Opinion: Key’s vote will decide gay marriage bill

  • Breaking
  • 26/07/2012

Opinion by Political Reporter Patrick Gower

Whether John Key says "I do" or "I don't" to same-sex marriage will decide whether or not the bill passes.

The Prime Minister's conscience is just one vote of 121 votes, but will be a critical lead to other National MPs.

As we saw yesterday, many of them would prefer to run than answer questions about gay marriage.

At the moment, Key's position is he will support the bill past its first reading. We don't know yet if he will vote against it at the third and final stage - like he did with Civil Unions. In that case, Key said he was acting on the wishes of his Helensville electorate.

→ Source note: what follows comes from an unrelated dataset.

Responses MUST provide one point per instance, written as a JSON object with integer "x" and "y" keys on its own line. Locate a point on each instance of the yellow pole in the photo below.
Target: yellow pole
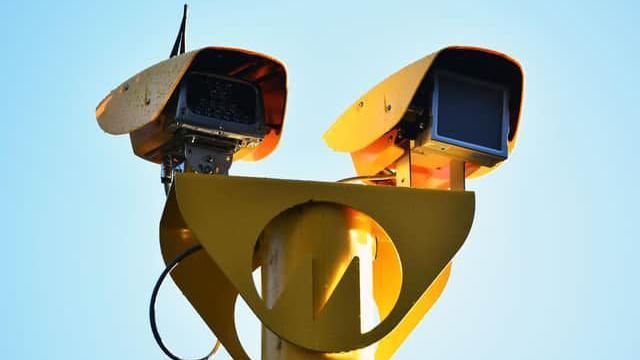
{"x": 330, "y": 233}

So Key's "I'll support it to its first reading" is miles away from Obama's "I think same-sex couples should be able to get married".

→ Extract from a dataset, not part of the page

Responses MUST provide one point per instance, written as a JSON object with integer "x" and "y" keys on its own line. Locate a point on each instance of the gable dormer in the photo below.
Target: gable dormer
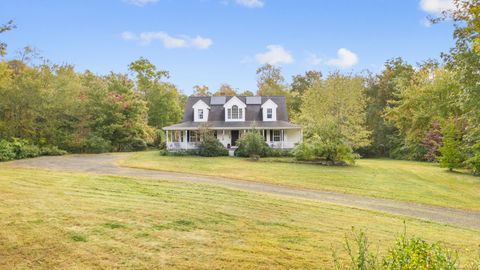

Even if Key agrees with Obama, he may yet decide to go with the wishes of his conservative Helensville electorate and vote against same-sex marriage.

Key's branding and political power are so strong that if he backed out, a lot of the "undecided" National MPs would be empowered to as well.

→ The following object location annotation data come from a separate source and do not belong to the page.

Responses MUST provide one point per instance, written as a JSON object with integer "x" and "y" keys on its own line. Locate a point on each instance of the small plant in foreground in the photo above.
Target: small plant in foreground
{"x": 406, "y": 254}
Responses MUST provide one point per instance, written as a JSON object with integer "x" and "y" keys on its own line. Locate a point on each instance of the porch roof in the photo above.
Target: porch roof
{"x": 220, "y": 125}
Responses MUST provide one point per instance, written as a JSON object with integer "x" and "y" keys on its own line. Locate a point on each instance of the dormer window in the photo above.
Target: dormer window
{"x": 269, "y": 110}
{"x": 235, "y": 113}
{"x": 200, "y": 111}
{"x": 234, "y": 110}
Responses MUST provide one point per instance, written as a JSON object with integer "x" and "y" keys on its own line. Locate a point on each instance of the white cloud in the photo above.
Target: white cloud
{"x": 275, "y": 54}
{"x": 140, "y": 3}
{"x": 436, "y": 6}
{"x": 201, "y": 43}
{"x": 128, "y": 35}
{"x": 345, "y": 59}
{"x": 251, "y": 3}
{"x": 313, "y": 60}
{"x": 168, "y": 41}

On the flip side, if Key goes for it, they will be empowered to do the same.

Put simply: lots of the National MPs will do whatever Key does.

At the moment the numbers are pretty close. Key himself has acknowledged it's a conservative Parliament.

It would just take the rump of the National Party, John Banks, the NZ First guys and a few conservative Labour MPs to vote the bill down.

On the other hand, Key and National may want to look liberal; the party has just taken up the idea of same-sex adoption. Going for the bill could help Key in the centre-ground.

And that, of course, would open up room on the right for, guess who? The Conservatives leader Colin Craig.

National need a governing partner don't they?

By making a play for same-sex marriage, Key could just open the way for the partner he needs in 2014.